Confronting Reality in Cyberspace: Foreign Policy for a Fragmented Internet

Presented at DEF CON 30 (2022), Aug. 13, 2022, 2 p.m. (105 minutes).

The global internet is in large part a creation of the United States. The internet’s basic structure—a reliance on the private sector and the technical community, relatively light regulatory oversight, and the protection of speech and the promotion of the free flow of information—reflected American values. Moreover, U.S. strategic, economic, political, and foreign policy interests were served by the global, open internet. But the United States now confronts a starkly different reality. The utopian vision of an open, reliable, and secure global network has not been achieved and is unlikely ever to be realized. Today, the internet is less free, more fragmented, and less secure.

The United States needs a new strategy that responds to what is now a fragmented and dangerous internet. The Council on Foreign Relations launched an independent task force to develop findings and recommendations for a new foreign policy for cyberspace. This session will seek input from the DEF CON community on specific foreign policy measures, to help guide Washington’s adaptation to today’s more complex, variegated, and dangerous cyber realm.
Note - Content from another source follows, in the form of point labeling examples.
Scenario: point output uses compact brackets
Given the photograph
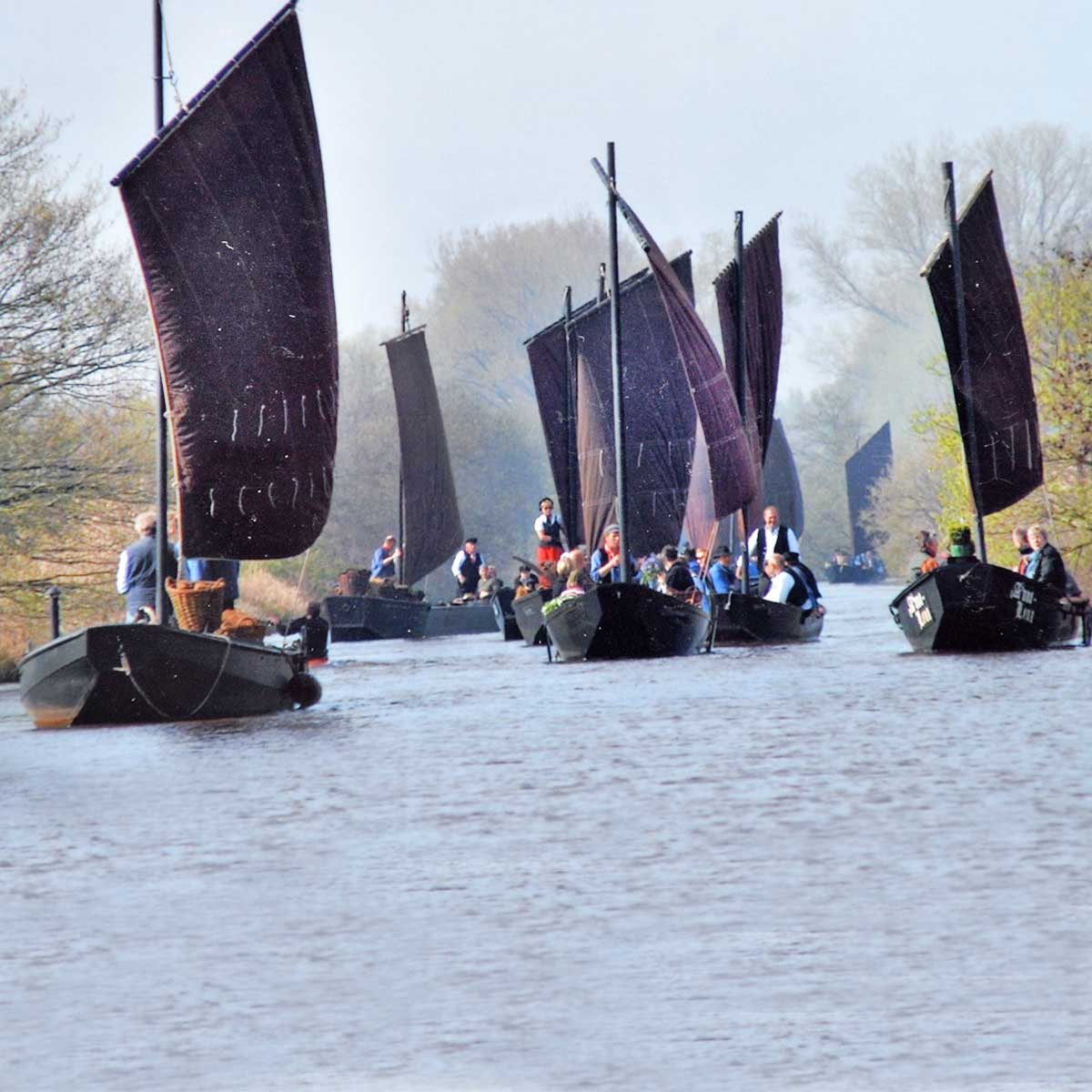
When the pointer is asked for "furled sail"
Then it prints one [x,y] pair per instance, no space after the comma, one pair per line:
[434,530]
[660,414]
[556,393]
[1007,462]
[781,484]
[732,472]
[863,470]
[228,214]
Come prepared to discuss topics, such as: Developing a digital privacy policy that is interoperable with Europe’s General Data Protection Regulation (GDPR); Building a coalition for open-source software; Developing coalition-wide practices for the Vulnerabilities Equities Process (VEP); Clean up U.S. cyberspace by offering incentives for internet service providers (ISPs) and cloud providers to reduce malicious activity within their infrastructure.